In turn, that made me look at the Focus Planner. I started with Franklin-Covey but felt like it was too business-focused. After attending a webinar, I thought I could risk a 90 day experiment to see what happens.

The planner is only for 90 days and is fairly expensive. However, there are many, many videos available on how to use each section. The original webinar convinced me because the two instructors said, “Start only with the daily pages” and then work your way into the others.

Forewarning: If this planner interests you, the company will send you many, many, many emails. I had to Sane Blackhole them.

So I’m starting with some basic rules (that may change):

800 words on Monday, Tuesday, Wednesday, Saturday, and Sunday.

Thursday is shifting over to learning and Friday will still remain for Admin.

800 is a good number because it’s pushing me a little out of my comfort zone and not setting such a high standard that I can’t meet it like the more traditional 1,600 words a day does.

The 800 words only applies to books or short stories.

I had to include this rule because otherwise, I’d count tweets and random blog posts.

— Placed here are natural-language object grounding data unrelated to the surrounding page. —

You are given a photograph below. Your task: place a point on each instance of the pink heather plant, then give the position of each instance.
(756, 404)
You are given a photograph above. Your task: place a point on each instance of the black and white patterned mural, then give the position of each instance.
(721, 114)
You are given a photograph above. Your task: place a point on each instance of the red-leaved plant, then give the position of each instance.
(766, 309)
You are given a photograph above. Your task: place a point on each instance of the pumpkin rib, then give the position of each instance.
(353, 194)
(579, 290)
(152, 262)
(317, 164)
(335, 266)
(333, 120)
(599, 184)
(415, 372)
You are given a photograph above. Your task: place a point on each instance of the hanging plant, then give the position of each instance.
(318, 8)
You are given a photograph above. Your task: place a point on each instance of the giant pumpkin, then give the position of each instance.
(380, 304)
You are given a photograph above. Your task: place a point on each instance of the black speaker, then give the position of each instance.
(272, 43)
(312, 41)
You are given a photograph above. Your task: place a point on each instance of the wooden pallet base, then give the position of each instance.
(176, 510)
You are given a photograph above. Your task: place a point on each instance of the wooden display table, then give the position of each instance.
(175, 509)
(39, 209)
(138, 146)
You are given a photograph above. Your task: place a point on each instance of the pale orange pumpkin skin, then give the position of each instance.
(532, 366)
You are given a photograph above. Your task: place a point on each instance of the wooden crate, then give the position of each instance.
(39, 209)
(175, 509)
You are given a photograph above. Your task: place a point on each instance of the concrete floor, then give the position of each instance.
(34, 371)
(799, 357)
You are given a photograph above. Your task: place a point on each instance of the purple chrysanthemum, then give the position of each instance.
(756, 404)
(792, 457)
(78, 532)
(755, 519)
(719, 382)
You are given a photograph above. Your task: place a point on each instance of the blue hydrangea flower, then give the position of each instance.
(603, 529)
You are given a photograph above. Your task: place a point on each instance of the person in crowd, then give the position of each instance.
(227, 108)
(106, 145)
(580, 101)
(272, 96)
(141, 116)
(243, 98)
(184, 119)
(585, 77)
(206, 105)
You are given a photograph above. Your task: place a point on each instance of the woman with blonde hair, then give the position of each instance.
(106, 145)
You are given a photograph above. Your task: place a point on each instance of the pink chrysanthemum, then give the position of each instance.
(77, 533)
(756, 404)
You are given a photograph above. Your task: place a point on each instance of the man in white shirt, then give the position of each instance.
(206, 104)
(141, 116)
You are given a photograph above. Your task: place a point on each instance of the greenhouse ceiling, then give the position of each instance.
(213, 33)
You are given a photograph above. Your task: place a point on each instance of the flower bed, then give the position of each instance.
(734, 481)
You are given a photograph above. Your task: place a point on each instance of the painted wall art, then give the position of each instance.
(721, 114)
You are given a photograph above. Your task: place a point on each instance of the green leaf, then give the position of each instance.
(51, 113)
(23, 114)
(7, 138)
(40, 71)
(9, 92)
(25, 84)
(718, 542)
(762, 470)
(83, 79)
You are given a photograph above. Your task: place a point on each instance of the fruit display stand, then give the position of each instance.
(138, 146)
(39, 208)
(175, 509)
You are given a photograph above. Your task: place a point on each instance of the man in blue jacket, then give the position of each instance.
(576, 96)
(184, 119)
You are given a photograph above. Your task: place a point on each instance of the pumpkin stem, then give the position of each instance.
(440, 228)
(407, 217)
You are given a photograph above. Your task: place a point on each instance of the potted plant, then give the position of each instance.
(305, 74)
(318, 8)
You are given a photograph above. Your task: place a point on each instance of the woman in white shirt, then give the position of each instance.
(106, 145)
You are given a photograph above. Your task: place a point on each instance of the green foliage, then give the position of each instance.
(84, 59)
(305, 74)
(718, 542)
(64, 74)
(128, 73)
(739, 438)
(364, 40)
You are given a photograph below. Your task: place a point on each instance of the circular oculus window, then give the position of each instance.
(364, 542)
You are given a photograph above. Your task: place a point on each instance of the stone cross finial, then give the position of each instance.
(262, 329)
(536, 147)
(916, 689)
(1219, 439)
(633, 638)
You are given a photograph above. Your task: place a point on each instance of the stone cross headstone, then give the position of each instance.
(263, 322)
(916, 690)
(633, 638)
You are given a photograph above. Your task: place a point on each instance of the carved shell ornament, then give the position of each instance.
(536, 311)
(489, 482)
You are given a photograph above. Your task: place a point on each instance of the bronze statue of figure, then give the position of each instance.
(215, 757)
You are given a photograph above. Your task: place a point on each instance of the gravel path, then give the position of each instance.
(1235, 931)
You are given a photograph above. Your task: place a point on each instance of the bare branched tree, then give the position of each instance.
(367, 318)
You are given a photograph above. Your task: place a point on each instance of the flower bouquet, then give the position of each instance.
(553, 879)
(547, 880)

But that means I’m not getting books done.

The 800 words must apply to fiction.

I’m working on two projects concurrently, Time Management for Fiction Writers and GALCOM 5. I was appalled to see that I started GALCOM 5 a month before TMFW and I have a lot more words on the latter. Non-fiction clearly doesn’t have the same critical voice problems as fiction does.

So if I write on TMFW, I have to get 800 words, but I still have to write on GALCOM 5 and get 800 words.

There’s going to be a reward.

The reward (which is part of the goal in the Focus Planner) is coconut ice cream at my favorite restaurant. If I make the weekly goal, I’ll do that for lunchtime so I can get the smaller scoop. Indulge, but not overindulge.